According to the American Society of Plastic Surgeons, women account for 87 percent of all plastic and cosmetic surgery patients, and went under the proverbial knife for 7.2 million procedures last year. While some of these procedures involved reconstruction after mastectomies and other such surgeries a significant portion of them were the so-called "mommy makeovers."
Most of us agree that babies are lovely things, and we have all known women who glowed through their pregnancies, seemingly unaffected by all the changes in their bodies. Celebrities are famous for bouncing back to their former figures after becoming mothers, after all. What we don't often hear about are the bodily changes that don't go away - things like bulging stomachs, extra weight on the hips, thicker thighs, and sagging, stretched-out breasts.
Then there are the physical changes from childbirth that we can't see. A woman's uterus, for example, is usually about the size of an orange, but pregnancy causes it to expand, stretching it until it presses against the abdominal wall, which in turn stretches the two vertical abdominal muscles causing them to separate and elongate, which cannot be corrected with mere diet and exercise. A woman's breasts also decrease after pregnancy, sometimes ending up smaller than before the pregnancy, but still saggy.

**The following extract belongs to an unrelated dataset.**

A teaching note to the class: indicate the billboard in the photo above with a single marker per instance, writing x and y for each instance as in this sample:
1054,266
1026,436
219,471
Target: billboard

It is for these conditions that the mommy makeover was invented. Women wanted their old shapes back, but didn't want to undergo several procedures in order to get them. While common procedures are similar to individual surgeries, generally including liposuction, tummy tucks and breast lifts (with or without augmentation as well), in a mommy makeover, they're all done as a combination, so a woman goes into her doctor just once, and comes out with a tummy tuck AND a breast lift. Surgeons aren't quite at the point of asking, "Do you want fries with that?" but they do confirm that doing surgeries as combinations saves time and money. As well, the women only have to go through one round of uncomfortable recuperation.
Women, of course, have been having tummy tucks and breast lifts for years, so why the sudden increase in these surgeries? Plastic surgeon Kim Edward Koger, M.D. from West Palm Beach, Florida told reporters, "The boom in mommy makeovers is accelerated because more women are having children later in life, after they have completed their educations and got a good start in business or the professions." Koger is also an assistant consulting professor at Duke University, and added that most women don't go into these procedures expecting to come out looking like supermodels, but that they just wanted their pre-pregnancy look back.
Women seeking mommy makeovers, or any cosmetic surgery, should do as much research as possible before committing to anything, and should also make sure their doctors are board certified. As well, they should have a written cost agreement, and they should understand that plastic surgery is an elective procedure, and not covered by insurance.